I screamed for Damon. The nation wanted me. I had to step forward. He had to let me step forward. Good excuse to be released. But he didn’t budge in his bed.
I stayed awake all night.
At ten of eight, Damon was still sleeping in his bed. At eight o’clock he came in, carrying a bag. He took out a key and entered my cell without hesitating.
I was mildly insulted. After all, I was the caged, angry animal, and what was he doing coming into my cage, risking his life? I felt like an emasculated beast.
“Hi,” he said, chewing gum. “You probably didn’t get much sleep. We can take it easy today.”
He plopped his bag down and was about to sit on the floor against the wall, when I told him about my fame as the pursued woman. I convinced him to watch the news with me until the story came on, which it did, to my relief. When the footage of the chase was shown, I told him that was me, running away from Chriskate Turschicraw. He was surprised, got a kick out of it, but said it changed nothing to his plan: the nation would have to wait to meet me. I told him I wanted the nation to meet me now, and that this could be a great opportunity for my acting career.
“Nonsense,” he said. “You have to be a good actress. Being pursued by Chriskate Turschicraw might open doors, but it won’t win you Oscars. Which leads me to what I want to talk to you about. To prepare myself to become your trainer, I’ve read many books on acting, which I’m sure you’ve read as well. I don’t think we should follow their theories. We won’t follow any theory. We’ll just act.” He smiled. “I also read some scene books, but I don’t think we’ll do any scenes from them. I’ll write scenes myself that we can memorize and perform.”
He took out of his bag a little notepad and flipped it open. “I also took notes of your desires and wishes. I will do everything in my power to make them come true.”
“Did you have this whole thing planned from the beginning or did you decide to kidnap me on the spur of the moment?”
“We were by the river one day when the idea came to me. I had been trying to figure out a way to repay you for saving me.”
“You realize it’s illegal what you’re doing?”
“Yes, I know.”
“I suggest you try to make me happy in a legal way.”

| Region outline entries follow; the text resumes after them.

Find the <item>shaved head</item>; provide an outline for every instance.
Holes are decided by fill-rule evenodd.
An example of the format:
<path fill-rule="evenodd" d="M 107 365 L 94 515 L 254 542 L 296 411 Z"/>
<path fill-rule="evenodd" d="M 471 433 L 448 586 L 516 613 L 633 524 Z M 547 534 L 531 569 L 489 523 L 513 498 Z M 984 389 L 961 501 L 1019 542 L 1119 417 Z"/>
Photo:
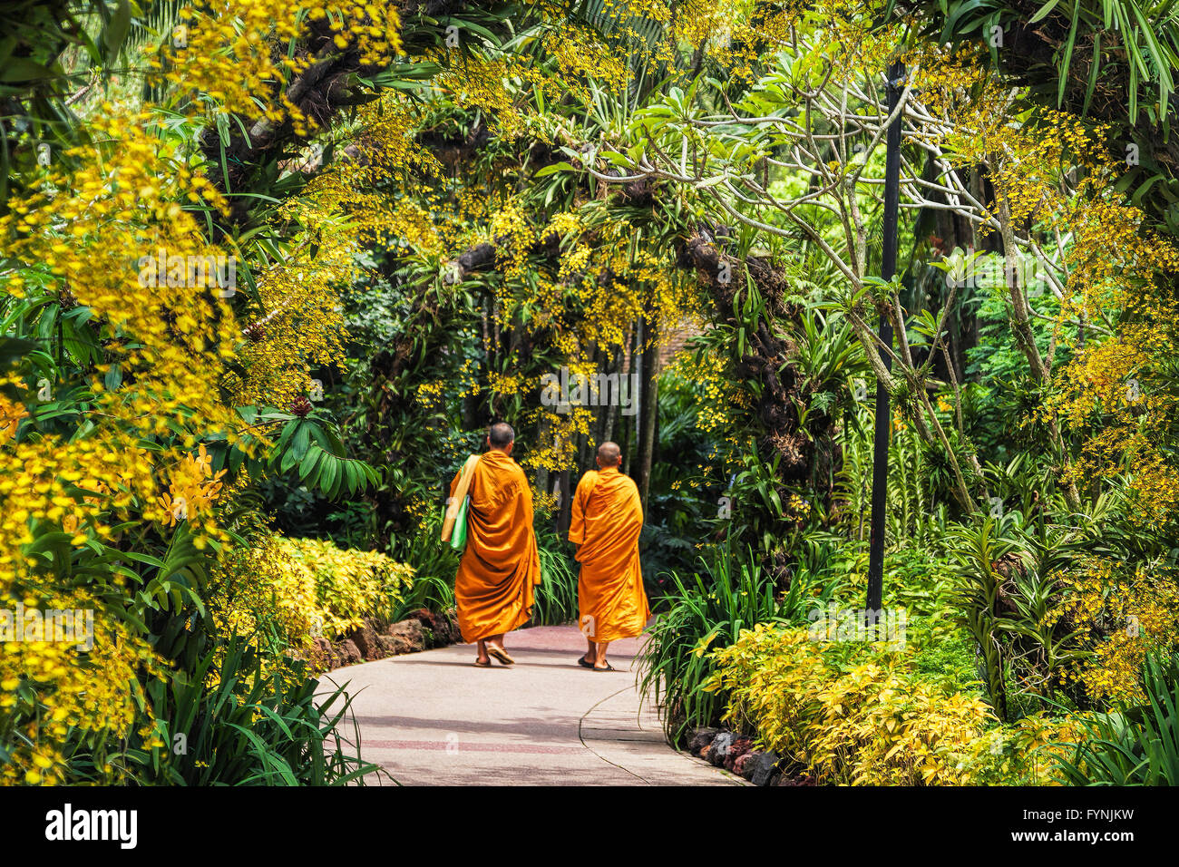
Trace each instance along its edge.
<path fill-rule="evenodd" d="M 618 447 L 617 442 L 602 442 L 598 446 L 598 466 L 605 467 L 617 467 L 623 462 L 623 449 Z"/>
<path fill-rule="evenodd" d="M 492 448 L 507 448 L 515 440 L 515 431 L 506 421 L 496 421 L 487 431 L 487 441 Z"/>

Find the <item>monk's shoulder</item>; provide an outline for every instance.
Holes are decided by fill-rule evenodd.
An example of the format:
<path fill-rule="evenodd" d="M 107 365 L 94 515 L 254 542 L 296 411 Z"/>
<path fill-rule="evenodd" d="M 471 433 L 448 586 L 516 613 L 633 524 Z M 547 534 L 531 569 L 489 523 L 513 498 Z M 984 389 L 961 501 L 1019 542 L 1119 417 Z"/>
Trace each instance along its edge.
<path fill-rule="evenodd" d="M 635 497 L 639 495 L 639 486 L 634 484 L 634 479 L 630 475 L 624 475 L 623 473 L 618 474 L 618 484 L 623 486 L 627 494 L 633 494 Z"/>

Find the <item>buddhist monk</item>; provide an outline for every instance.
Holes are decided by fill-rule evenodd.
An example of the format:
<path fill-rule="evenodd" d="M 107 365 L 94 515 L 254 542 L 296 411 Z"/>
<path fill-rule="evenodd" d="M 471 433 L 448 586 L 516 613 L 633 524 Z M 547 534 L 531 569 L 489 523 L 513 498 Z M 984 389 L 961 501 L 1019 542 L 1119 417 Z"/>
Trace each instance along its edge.
<path fill-rule="evenodd" d="M 643 506 L 639 488 L 618 467 L 621 452 L 614 442 L 598 447 L 598 469 L 581 477 L 573 495 L 569 541 L 578 546 L 578 615 L 588 642 L 578 664 L 613 671 L 606 648 L 643 631 L 651 617 L 639 566 Z"/>
<path fill-rule="evenodd" d="M 490 666 L 489 657 L 513 664 L 503 635 L 532 616 L 540 584 L 532 491 L 523 469 L 511 458 L 514 441 L 509 425 L 492 425 L 487 452 L 479 458 L 467 490 L 467 547 L 459 561 L 454 598 L 462 639 L 475 643 L 480 668 Z M 460 471 L 450 482 L 450 497 L 461 475 Z"/>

“Don’t worry, Anna, the end will justify the means, you’ll see. It’s simply a question of delayed gratification.”
“What are these TV monitors for?
“I thought you might feel less lonely if you could see me doing stuff in the rest of the house. It might reassure you somehow, destroy an uncomfortable feeling of mystery.”
“Yes, it’ll make me feel better to see you enjoying your freedom while I’m in this cage.”

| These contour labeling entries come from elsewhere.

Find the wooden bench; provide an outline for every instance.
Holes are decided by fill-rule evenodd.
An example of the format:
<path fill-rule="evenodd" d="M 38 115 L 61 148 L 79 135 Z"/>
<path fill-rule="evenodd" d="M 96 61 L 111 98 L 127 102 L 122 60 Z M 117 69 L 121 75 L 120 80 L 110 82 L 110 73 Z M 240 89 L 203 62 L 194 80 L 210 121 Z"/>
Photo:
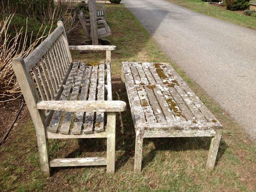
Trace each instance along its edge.
<path fill-rule="evenodd" d="M 141 171 L 143 139 L 213 137 L 206 167 L 214 167 L 222 126 L 169 63 L 122 63 L 135 127 L 134 171 Z"/>
<path fill-rule="evenodd" d="M 106 21 L 106 7 L 104 3 L 98 3 L 96 4 L 97 17 L 102 17 Z"/>
<path fill-rule="evenodd" d="M 83 27 L 87 39 L 91 39 L 92 45 L 98 45 L 99 39 L 111 34 L 109 26 L 104 20 L 98 20 L 101 17 L 97 16 L 96 3 L 95 0 L 89 0 L 88 6 L 90 10 L 90 23 L 88 22 L 82 12 L 78 15 L 80 23 Z M 104 27 L 98 28 L 98 25 L 103 25 Z"/>
<path fill-rule="evenodd" d="M 124 102 L 112 101 L 111 51 L 115 48 L 69 46 L 59 21 L 57 28 L 24 59 L 18 57 L 12 61 L 35 127 L 44 175 L 50 175 L 50 167 L 60 166 L 106 165 L 107 172 L 114 172 L 116 112 L 126 108 Z M 70 49 L 106 50 L 106 62 L 95 65 L 73 63 Z M 48 139 L 95 138 L 107 138 L 106 158 L 49 159 Z"/>

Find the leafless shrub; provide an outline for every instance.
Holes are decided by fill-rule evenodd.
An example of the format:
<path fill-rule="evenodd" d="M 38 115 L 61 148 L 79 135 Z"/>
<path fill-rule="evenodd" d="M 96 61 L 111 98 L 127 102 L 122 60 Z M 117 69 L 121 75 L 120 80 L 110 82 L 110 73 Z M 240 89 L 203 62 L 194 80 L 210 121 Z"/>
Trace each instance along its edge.
<path fill-rule="evenodd" d="M 31 53 L 39 43 L 47 36 L 45 35 L 45 29 L 43 30 L 43 25 L 39 31 L 34 41 L 31 38 L 32 34 L 28 35 L 27 33 L 27 19 L 25 30 L 22 28 L 16 31 L 14 37 L 11 38 L 8 29 L 14 14 L 5 17 L 0 22 L 1 27 L 0 31 L 0 99 L 7 97 L 15 98 L 21 94 L 20 89 L 12 67 L 11 62 L 17 57 L 25 58 Z M 39 35 L 43 31 L 42 34 Z M 32 32 L 32 33 L 33 32 Z M 26 46 L 29 42 L 29 46 Z"/>

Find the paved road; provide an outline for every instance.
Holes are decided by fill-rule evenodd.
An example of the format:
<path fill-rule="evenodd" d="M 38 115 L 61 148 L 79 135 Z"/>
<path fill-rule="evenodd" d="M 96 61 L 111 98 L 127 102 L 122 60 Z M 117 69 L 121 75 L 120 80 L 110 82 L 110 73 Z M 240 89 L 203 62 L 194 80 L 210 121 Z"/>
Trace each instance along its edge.
<path fill-rule="evenodd" d="M 256 139 L 256 30 L 164 0 L 122 2 L 170 58 Z"/>

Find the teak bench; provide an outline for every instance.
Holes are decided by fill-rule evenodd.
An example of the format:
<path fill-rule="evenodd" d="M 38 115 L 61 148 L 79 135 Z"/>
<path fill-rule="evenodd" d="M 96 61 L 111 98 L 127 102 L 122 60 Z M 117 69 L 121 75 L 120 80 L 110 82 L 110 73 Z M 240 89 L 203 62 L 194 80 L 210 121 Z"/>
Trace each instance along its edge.
<path fill-rule="evenodd" d="M 115 112 L 126 108 L 125 102 L 112 101 L 111 51 L 115 48 L 69 46 L 59 21 L 57 28 L 25 59 L 18 57 L 13 61 L 35 127 L 44 175 L 50 175 L 50 167 L 68 166 L 106 165 L 107 172 L 114 172 Z M 106 50 L 106 62 L 95 65 L 73 63 L 70 49 Z M 49 159 L 49 139 L 95 138 L 107 138 L 106 158 Z"/>
<path fill-rule="evenodd" d="M 141 171 L 143 139 L 213 137 L 206 167 L 214 167 L 222 126 L 169 63 L 122 63 L 136 131 L 134 171 Z"/>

With the sudden, un-thought-out urge of a wild animal, I decided to attack Damon. I threw myself on him and tried to strangle him. He did not push me away, but instead reached into his bag and pulled out a gun. I immediately stopped my attack and stared at the gun in shock, not because I hadn’t dreamed it possible that he would have a gun, but because this was a water gun. Damon was not laughing, or even smiling. The gun was bright orange transparent plastic.

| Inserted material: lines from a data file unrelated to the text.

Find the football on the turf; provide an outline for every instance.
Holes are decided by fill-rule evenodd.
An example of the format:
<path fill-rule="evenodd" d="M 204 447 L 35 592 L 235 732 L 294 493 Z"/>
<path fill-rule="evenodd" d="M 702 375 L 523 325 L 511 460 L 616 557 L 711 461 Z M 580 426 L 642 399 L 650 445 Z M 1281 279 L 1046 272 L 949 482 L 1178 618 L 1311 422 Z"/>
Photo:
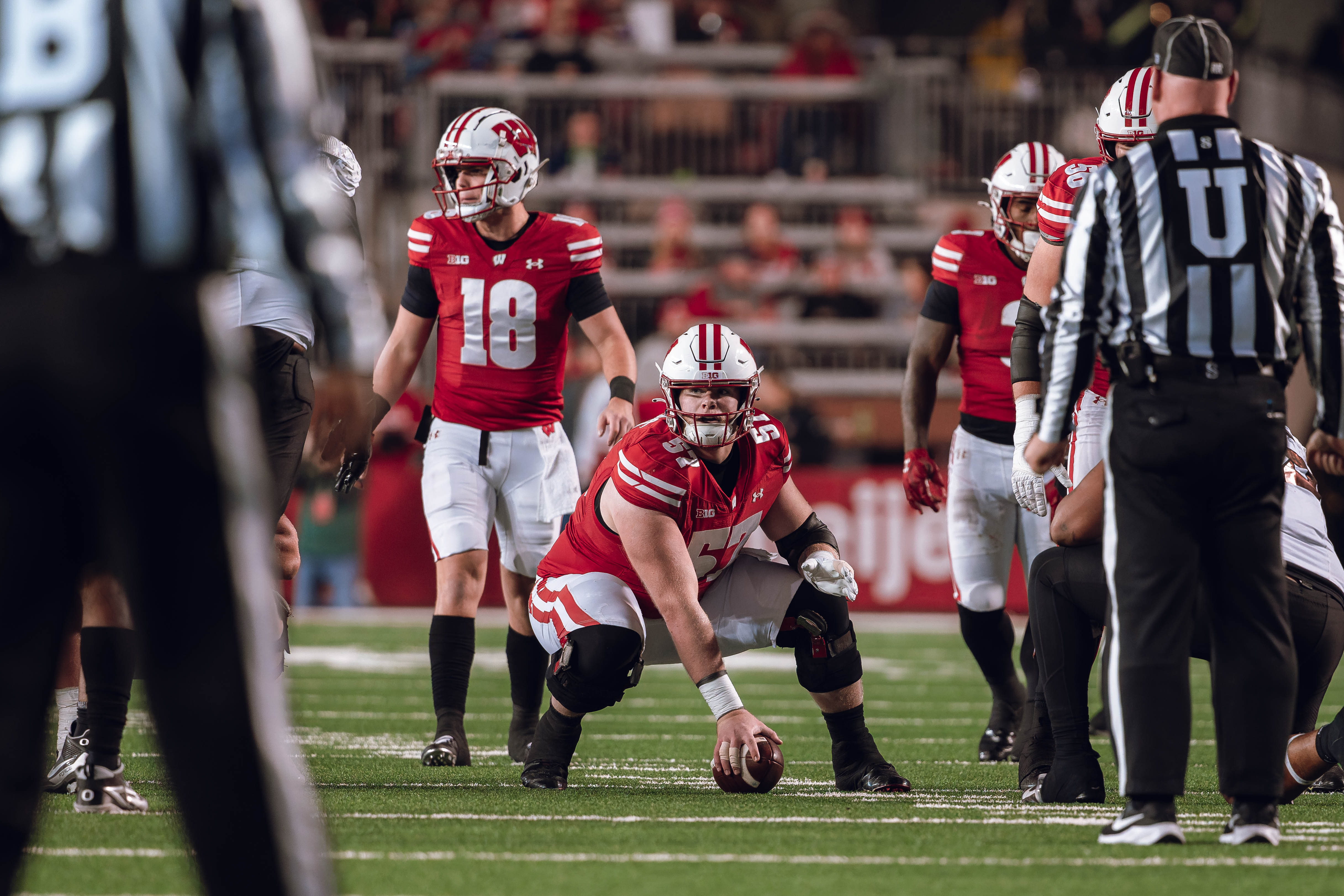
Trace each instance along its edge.
<path fill-rule="evenodd" d="M 780 783 L 780 778 L 784 776 L 784 754 L 780 752 L 780 744 L 759 737 L 757 748 L 761 751 L 761 759 L 746 756 L 741 775 L 731 774 L 731 770 L 714 770 L 714 783 L 719 785 L 723 793 L 765 794 Z"/>

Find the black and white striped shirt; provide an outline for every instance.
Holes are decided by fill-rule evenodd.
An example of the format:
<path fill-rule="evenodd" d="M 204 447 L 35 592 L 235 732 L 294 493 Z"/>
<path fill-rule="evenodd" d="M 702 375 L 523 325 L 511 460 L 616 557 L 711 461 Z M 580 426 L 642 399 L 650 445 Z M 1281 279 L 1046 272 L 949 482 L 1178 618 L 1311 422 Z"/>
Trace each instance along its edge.
<path fill-rule="evenodd" d="M 1132 333 L 1157 356 L 1269 365 L 1305 351 L 1316 426 L 1340 434 L 1344 227 L 1316 164 L 1243 140 L 1230 118 L 1173 118 L 1093 172 L 1073 215 L 1047 310 L 1042 441 L 1062 438 L 1098 340 Z"/>

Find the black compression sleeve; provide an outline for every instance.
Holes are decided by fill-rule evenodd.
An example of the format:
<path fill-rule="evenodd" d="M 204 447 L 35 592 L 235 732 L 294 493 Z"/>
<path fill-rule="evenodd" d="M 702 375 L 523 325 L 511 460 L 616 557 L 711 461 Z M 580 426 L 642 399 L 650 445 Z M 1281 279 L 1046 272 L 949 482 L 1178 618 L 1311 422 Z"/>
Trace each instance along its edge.
<path fill-rule="evenodd" d="M 411 265 L 406 273 L 402 308 L 415 317 L 438 317 L 438 294 L 434 292 L 434 278 L 427 267 Z"/>
<path fill-rule="evenodd" d="M 929 283 L 929 292 L 925 293 L 925 305 L 919 309 L 919 316 L 938 321 L 939 324 L 961 324 L 957 287 L 938 279 Z"/>
<path fill-rule="evenodd" d="M 1040 382 L 1040 305 L 1025 296 L 1017 302 L 1017 325 L 1012 330 L 1012 382 Z"/>
<path fill-rule="evenodd" d="M 606 294 L 606 286 L 602 285 L 602 274 L 593 271 L 571 279 L 570 289 L 564 294 L 564 306 L 570 309 L 570 314 L 577 321 L 612 308 L 612 298 Z"/>

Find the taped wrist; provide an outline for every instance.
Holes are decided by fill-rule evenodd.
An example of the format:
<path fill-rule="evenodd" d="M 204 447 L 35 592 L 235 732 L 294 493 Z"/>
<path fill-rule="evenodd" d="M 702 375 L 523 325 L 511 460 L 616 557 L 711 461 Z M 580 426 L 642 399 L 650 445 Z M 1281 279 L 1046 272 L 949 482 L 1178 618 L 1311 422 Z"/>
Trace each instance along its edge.
<path fill-rule="evenodd" d="M 1017 322 L 1012 330 L 1009 369 L 1013 383 L 1040 382 L 1040 337 L 1044 334 L 1040 305 L 1023 296 L 1017 302 Z"/>
<path fill-rule="evenodd" d="M 840 543 L 836 541 L 836 536 L 831 533 L 825 523 L 817 519 L 816 513 L 804 520 L 802 525 L 797 529 L 775 541 L 774 547 L 780 552 L 780 556 L 788 560 L 789 566 L 797 572 L 802 552 L 813 544 L 829 544 L 836 549 L 836 553 L 840 552 Z"/>
<path fill-rule="evenodd" d="M 612 398 L 620 398 L 634 404 L 634 380 L 629 376 L 613 376 L 606 384 L 612 391 Z"/>
<path fill-rule="evenodd" d="M 839 690 L 863 677 L 849 603 L 806 582 L 798 586 L 785 610 L 774 642 L 780 647 L 793 647 L 798 684 L 810 693 Z"/>
<path fill-rule="evenodd" d="M 742 708 L 742 697 L 738 696 L 738 689 L 732 686 L 732 678 L 728 678 L 728 673 L 723 669 L 700 678 L 695 686 L 700 689 L 700 696 L 710 704 L 710 712 L 714 713 L 715 721 Z"/>
<path fill-rule="evenodd" d="M 546 686 L 570 712 L 597 712 L 616 705 L 640 684 L 644 639 L 621 626 L 586 626 L 569 634 L 551 657 Z"/>

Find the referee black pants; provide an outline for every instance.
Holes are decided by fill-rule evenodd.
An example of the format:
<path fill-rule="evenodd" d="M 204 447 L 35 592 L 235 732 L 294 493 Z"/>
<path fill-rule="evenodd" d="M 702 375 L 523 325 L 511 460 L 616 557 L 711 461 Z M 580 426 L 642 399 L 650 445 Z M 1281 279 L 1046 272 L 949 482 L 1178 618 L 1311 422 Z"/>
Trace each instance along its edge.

I rushed to the bathroom and closed the door and laughed, trying not to let him hear me. I wanted to neither flatter him nor offend him with my laughter. I buried my face in the thick bath towel and laughed until my eyes were wet with tears and I could barely breathe. The thought of him, in his transparent outfit, shooting his orange water gun, while his jiggling willy was faintly visible, was overwhelming.
And then I felt like crying, because this giant, insane child was not letting me go. I wanted him to shoot me. I wanted to see the thin stream of water wet my clothing like a wimpy ejaculation.
But I couldn’t risk it. Maybe real bullets came out. Maybe the gimmick was that it was a real gun that just looked like a water gun.
“Is that a real gun?” I shouted from the bathroom, knowing he would probably answer yes, just to be strange.
“Is it a water gun?”
“Yes. But I can hurt you with it.”
“How? By throwing it at me?”
I opened the door and looked at him. The gun was no longer in sight. He was sitting on the floor against the wall, flipping through the pages of a book while blowing bubbles with his chewing gum.